Falls kein Parkplatz in der Innenstadt gefunden wird, muss in Randgebiete ausgewichen werden. Dass das für das Carsharing-Unternehmen nicht gerade lukrativ ist, zeigte die kürzliche Verkleinerung des Nutzerradius in Stuttgart. Viele Fahrzeuge strandeten in den Außenbezirken und fehlten somit im Kerngebiet. Ob mehr Autos in der Innenstadt das Parkplatzproblem verbessern, ist fraglich.
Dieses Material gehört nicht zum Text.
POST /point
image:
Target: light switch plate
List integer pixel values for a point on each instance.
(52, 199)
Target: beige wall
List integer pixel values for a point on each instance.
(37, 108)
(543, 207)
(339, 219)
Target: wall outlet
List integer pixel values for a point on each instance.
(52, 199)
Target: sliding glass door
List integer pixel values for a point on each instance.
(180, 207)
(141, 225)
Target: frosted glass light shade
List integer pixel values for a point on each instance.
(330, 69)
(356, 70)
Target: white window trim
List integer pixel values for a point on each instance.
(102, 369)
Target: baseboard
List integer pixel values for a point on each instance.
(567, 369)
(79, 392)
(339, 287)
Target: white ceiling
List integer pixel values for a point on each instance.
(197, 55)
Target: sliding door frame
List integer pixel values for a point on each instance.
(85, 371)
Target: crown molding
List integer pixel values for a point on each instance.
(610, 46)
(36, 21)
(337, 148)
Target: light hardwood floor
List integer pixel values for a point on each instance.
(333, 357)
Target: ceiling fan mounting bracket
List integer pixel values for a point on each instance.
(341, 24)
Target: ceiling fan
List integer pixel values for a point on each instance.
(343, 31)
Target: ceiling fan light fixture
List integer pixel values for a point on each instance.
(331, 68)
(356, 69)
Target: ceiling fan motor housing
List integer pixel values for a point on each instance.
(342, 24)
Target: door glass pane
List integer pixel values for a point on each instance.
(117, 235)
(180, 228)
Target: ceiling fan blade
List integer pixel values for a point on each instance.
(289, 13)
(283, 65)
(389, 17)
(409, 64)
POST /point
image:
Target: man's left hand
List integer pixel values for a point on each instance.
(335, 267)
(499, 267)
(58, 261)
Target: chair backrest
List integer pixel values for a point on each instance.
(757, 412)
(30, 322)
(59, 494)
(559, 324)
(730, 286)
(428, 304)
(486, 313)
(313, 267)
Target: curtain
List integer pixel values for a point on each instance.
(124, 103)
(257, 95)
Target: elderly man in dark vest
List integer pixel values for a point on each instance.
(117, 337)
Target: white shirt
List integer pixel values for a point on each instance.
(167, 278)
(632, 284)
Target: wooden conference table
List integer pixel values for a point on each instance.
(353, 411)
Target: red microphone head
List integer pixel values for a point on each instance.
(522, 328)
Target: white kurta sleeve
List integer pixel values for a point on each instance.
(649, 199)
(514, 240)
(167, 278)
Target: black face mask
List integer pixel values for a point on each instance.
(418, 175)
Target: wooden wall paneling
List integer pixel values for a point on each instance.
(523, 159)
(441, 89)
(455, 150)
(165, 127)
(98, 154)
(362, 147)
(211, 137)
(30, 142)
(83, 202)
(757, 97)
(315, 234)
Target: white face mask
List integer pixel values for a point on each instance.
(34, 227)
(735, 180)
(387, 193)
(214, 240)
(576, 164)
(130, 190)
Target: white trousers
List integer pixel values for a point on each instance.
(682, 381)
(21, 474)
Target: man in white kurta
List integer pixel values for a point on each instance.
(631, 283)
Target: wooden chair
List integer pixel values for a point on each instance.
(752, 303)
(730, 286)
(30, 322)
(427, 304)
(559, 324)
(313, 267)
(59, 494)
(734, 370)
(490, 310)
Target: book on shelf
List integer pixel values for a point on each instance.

Vor allem das Land Baden-Württemberg hat Interesse daran, die Mobilität in der Stadt zu stärken. Seit dem 1. September 2017 wird dem Problem entgegengewirkt: ein Carsharing-Gesetz. Dieses soll bestimmten Parkraum zukünftig ausschließlich für Gemeinschaftsautos zur Verfügung stellen.

Um zu testen, wie gut Car2Go wirklich funktioniert, haben wir es selbst einmal ausprobiert:

 

Eher Ergänzung als Alternative

Für viele Anlässe ist Carsharing die ideale Ergänzung: Für den Weg zum Flughafen morgens um 5 oder den Besuch im Getränkemarkt. Die Nutzer sind flexibel und zugleich nachhaltig mobil. Allerdings gilt: Zeit einplanen. Zusätzlich kann der Preis im Feierabendverkehr oder auf längeren Strecken ordentlich auf den Geldbeutel schlagen.

Inklusive Pause haben wir für das Experiment knapp 30 Euro gezahlt.  
Car2Go bietet hauptsächlich Automatik-Autos an. Bist du noch nie Automatik gefahren, informiere dich vorher kurz. 
Achte auf eine ausreichend geladene Batterie beim Starten des Autos.
Besonders in der Innenstadt passt der Smart bequem in kleine Parklücken.